The company willing to merge with the company shall prepare a draft scheme of the merger, which shall be approved through a resolution of the board meeting. A merger through a tribunal protects the rights of the creditors or its members, as the judicial intervention will provide scrutiny over the whole merger process. Moreover, the tribunal will modify the draft scheme of the merger to ensure that the procedure remains transparent at every level. Henceforth, any company willing to enter into an arrangement shall apply to the tribunal.
The NCLT has the authority to hear and rule on cases involving a variety of issues, such as those connected to corporation law, oppression and bad management, company winding up, and other corporate law-related issues.
The NCLT's primary responsibility in a merger is to guarantee fairness and efficient transaction oversight. Additionally, it makes sure that all mergers are carried out in line with the 2013 Companies Act's rules.
Because the merger is a legal procedure, NCLT must get involved. As a result, the Companies Act 2013's Sections 230, 231 and 232 permit mergers or amalgamations through NCLT.
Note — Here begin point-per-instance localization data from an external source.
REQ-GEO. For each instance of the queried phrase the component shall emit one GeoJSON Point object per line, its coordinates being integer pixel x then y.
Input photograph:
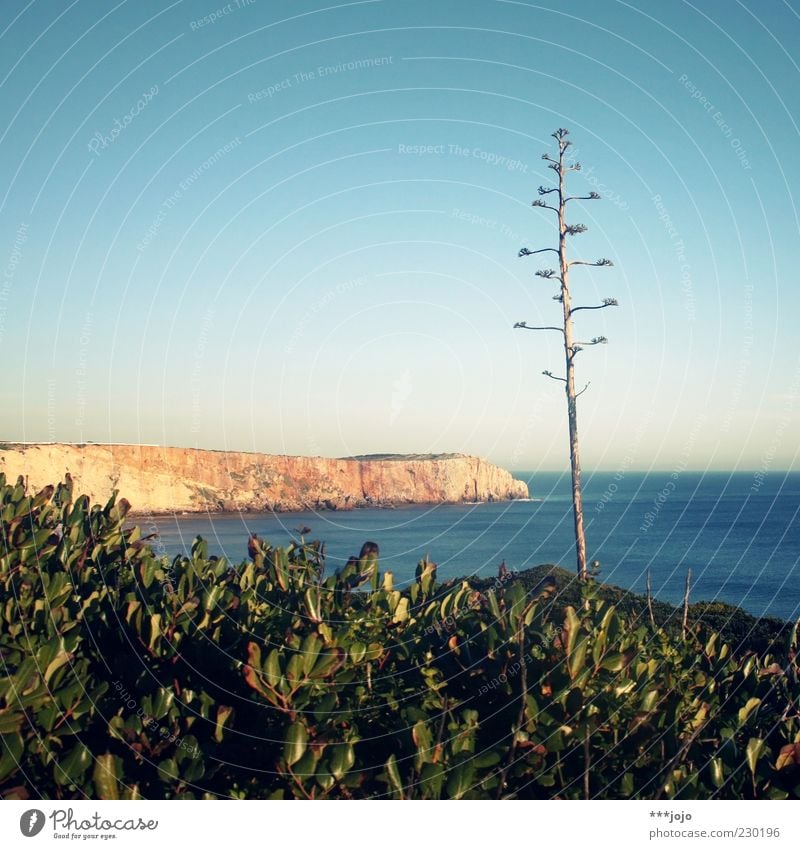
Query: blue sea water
{"type": "Point", "coordinates": [738, 532]}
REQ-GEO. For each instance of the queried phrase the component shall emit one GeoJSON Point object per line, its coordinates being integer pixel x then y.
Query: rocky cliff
{"type": "Point", "coordinates": [166, 480]}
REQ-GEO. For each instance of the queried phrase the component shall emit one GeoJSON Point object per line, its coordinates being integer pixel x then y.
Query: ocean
{"type": "Point", "coordinates": [738, 532]}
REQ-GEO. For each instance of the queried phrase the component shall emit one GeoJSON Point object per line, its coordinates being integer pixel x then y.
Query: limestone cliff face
{"type": "Point", "coordinates": [166, 480]}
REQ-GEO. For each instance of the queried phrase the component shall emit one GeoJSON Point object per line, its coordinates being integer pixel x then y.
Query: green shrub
{"type": "Point", "coordinates": [128, 675]}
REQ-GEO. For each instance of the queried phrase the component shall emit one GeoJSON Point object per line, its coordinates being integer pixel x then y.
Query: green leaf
{"type": "Point", "coordinates": [342, 759]}
{"type": "Point", "coordinates": [393, 777]}
{"type": "Point", "coordinates": [223, 715]}
{"type": "Point", "coordinates": [745, 712]}
{"type": "Point", "coordinates": [755, 748]}
{"type": "Point", "coordinates": [431, 780]}
{"type": "Point", "coordinates": [461, 779]}
{"type": "Point", "coordinates": [329, 661]}
{"type": "Point", "coordinates": [295, 743]}
{"type": "Point", "coordinates": [107, 773]}
{"type": "Point", "coordinates": [717, 772]}
{"type": "Point", "coordinates": [70, 769]}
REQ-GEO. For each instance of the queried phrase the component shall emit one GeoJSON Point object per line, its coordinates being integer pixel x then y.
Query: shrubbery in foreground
{"type": "Point", "coordinates": [125, 675]}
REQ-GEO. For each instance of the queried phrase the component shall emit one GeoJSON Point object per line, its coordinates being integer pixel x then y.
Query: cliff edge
{"type": "Point", "coordinates": [166, 480]}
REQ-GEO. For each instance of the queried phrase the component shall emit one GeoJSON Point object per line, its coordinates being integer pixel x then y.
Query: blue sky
{"type": "Point", "coordinates": [293, 227]}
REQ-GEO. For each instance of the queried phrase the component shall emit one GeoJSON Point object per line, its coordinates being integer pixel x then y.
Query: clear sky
{"type": "Point", "coordinates": [293, 227]}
A quasi-judicial body called NCLT was established to handle civil-natured corporate disputes brought about by the Companies Act. pertaining to accusations of exploitation and poor management of a company, firm winding up, and any other authority granted by the Companies Act.
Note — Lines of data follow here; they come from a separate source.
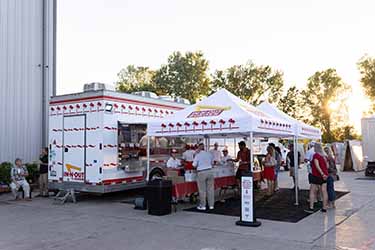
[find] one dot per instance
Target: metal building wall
(24, 80)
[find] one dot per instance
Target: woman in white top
(175, 163)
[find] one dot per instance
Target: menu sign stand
(247, 218)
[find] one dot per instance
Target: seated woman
(175, 163)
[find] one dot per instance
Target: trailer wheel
(156, 174)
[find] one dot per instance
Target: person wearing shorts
(319, 167)
(269, 163)
(243, 158)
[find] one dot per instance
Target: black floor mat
(366, 178)
(279, 207)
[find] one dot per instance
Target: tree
(185, 75)
(366, 66)
(325, 88)
(292, 103)
(134, 78)
(250, 82)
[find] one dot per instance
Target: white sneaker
(202, 208)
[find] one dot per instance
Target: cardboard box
(172, 173)
(175, 179)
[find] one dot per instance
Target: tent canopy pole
(295, 163)
(148, 158)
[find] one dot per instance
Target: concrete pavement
(96, 223)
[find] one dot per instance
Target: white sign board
(247, 199)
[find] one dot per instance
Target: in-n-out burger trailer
(97, 140)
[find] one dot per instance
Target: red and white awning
(218, 114)
(302, 130)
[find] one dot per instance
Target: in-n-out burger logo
(75, 175)
(207, 111)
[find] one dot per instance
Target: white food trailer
(97, 140)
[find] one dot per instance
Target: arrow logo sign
(69, 167)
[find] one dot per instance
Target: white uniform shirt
(225, 158)
(188, 155)
(308, 156)
(173, 163)
(203, 160)
(216, 154)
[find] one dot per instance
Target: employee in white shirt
(188, 157)
(225, 158)
(216, 153)
(203, 161)
(173, 162)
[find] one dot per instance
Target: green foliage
(32, 168)
(250, 82)
(323, 89)
(292, 103)
(133, 79)
(366, 66)
(5, 172)
(185, 75)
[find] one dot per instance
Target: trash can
(159, 197)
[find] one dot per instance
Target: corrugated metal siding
(21, 90)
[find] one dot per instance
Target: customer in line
(43, 173)
(269, 163)
(18, 174)
(278, 159)
(216, 154)
(319, 178)
(203, 161)
(175, 163)
(308, 161)
(225, 159)
(332, 176)
(290, 163)
(243, 159)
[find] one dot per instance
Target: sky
(97, 38)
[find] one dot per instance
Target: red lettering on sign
(205, 113)
(75, 175)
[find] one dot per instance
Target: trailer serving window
(132, 147)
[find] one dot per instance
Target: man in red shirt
(319, 176)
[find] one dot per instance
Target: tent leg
(148, 159)
(251, 153)
(295, 149)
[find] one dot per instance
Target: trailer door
(74, 153)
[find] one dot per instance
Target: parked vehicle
(97, 142)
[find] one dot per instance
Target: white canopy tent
(301, 131)
(219, 115)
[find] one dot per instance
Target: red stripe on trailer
(114, 99)
(121, 180)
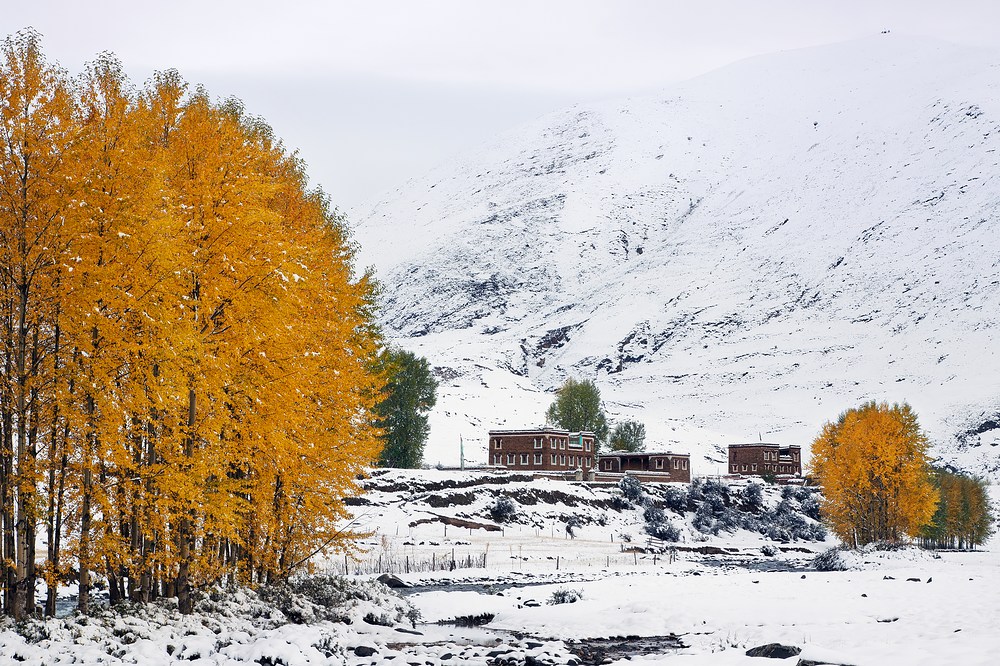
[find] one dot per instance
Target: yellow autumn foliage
(876, 476)
(187, 358)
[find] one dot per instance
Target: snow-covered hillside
(747, 253)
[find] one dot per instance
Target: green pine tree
(403, 413)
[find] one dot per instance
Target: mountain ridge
(749, 252)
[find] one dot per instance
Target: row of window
(752, 467)
(514, 459)
(539, 443)
(658, 463)
(773, 455)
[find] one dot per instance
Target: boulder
(392, 581)
(774, 651)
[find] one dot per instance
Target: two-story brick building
(759, 458)
(665, 467)
(541, 449)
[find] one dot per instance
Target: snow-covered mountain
(745, 254)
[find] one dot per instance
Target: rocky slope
(745, 254)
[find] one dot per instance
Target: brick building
(760, 458)
(541, 449)
(663, 467)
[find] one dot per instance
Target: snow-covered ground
(716, 598)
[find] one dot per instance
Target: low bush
(631, 488)
(829, 560)
(675, 499)
(503, 510)
(664, 531)
(565, 596)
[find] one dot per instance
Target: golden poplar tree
(873, 466)
(188, 359)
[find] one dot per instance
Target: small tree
(963, 518)
(410, 393)
(577, 407)
(873, 466)
(628, 436)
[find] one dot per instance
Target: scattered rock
(403, 630)
(392, 581)
(774, 651)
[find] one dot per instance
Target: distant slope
(750, 252)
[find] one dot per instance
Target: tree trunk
(185, 601)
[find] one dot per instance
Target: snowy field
(708, 603)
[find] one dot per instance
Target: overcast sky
(374, 92)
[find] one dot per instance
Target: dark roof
(767, 444)
(541, 431)
(640, 454)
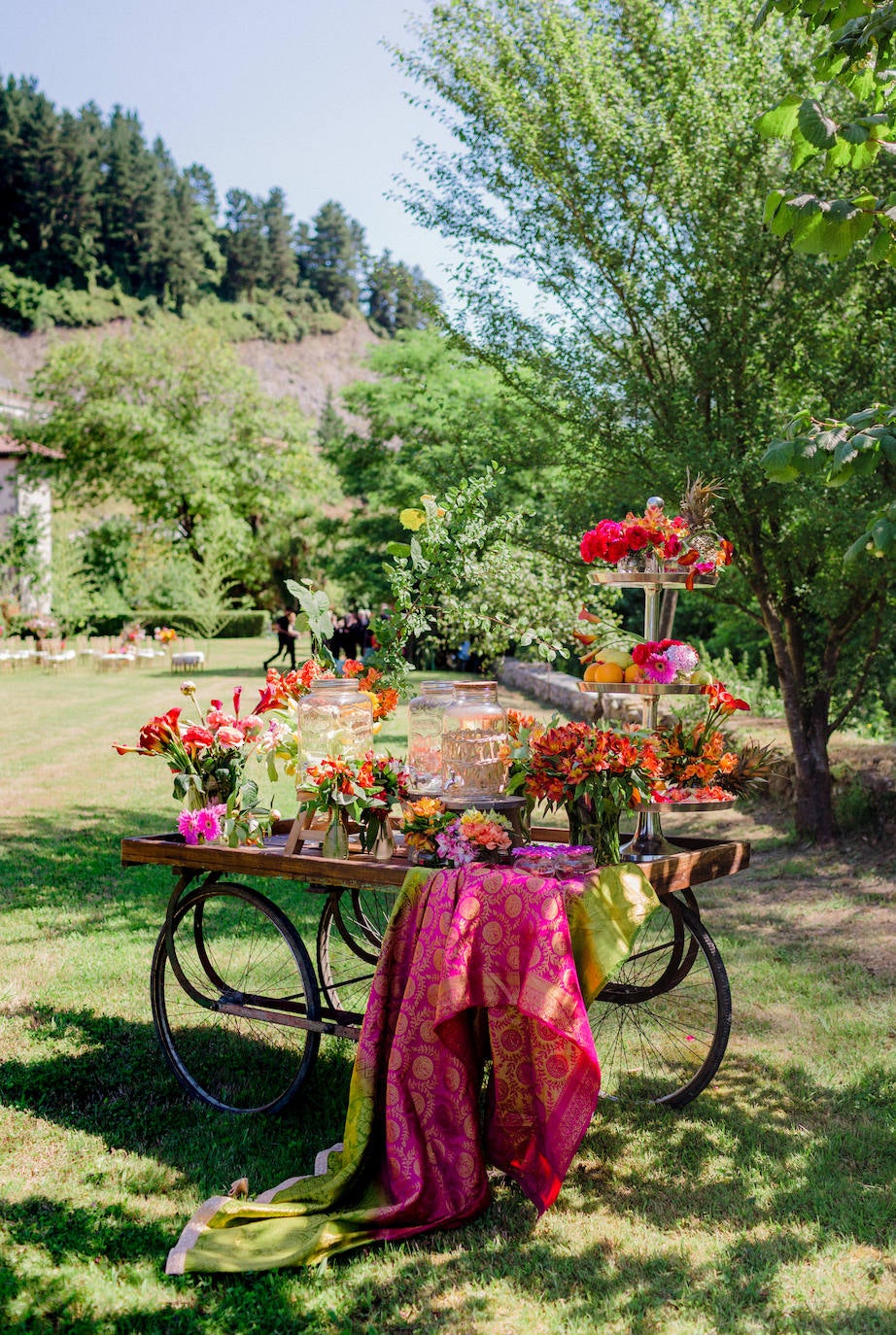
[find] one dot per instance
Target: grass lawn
(766, 1206)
A special majority of each class of shareholders and creditors (in terms of number and value) must accept a plan before the NCLT will approve it. Additionally, SEBI, as well as the appropriate stock exchanges where the securities are traded, must approve any merger involving a listed business.
By ensuring fairness and transparency in share pricing during mergers and acquisitions, SEBI safeguards the rights of minority shareholders.
According to the Companies Act of 2013, a “merger” is the combining of two or more businesses into one, with the intended outcome being more than simply the consolidation of the assets and liabilities of the several entities but also their organisation into a single firm.
The practise area whose transactions you most frequently see on the front page of the business section of the newspapers is probably mergers and acquisitions (M&A) or corporate law. The work involves purchasing, selling, merging, demerging (i.e., splitting) businesses and their assets.
Resolution of Corporate Disputes: The NCLT has the authority to hear and decide corporate disputes, such as those involving oppression and poor management, corporate mergers and acquisitions, compromises and agreements, and company winding up.
According to the NCLT case status, the following are the authorities and obligations: the responsibility to investigate each creditor's claim. The responsibility of taking possession of all assets and protecting any such assets owned by creditors so that the liquidation procedure can maximise value following the sale.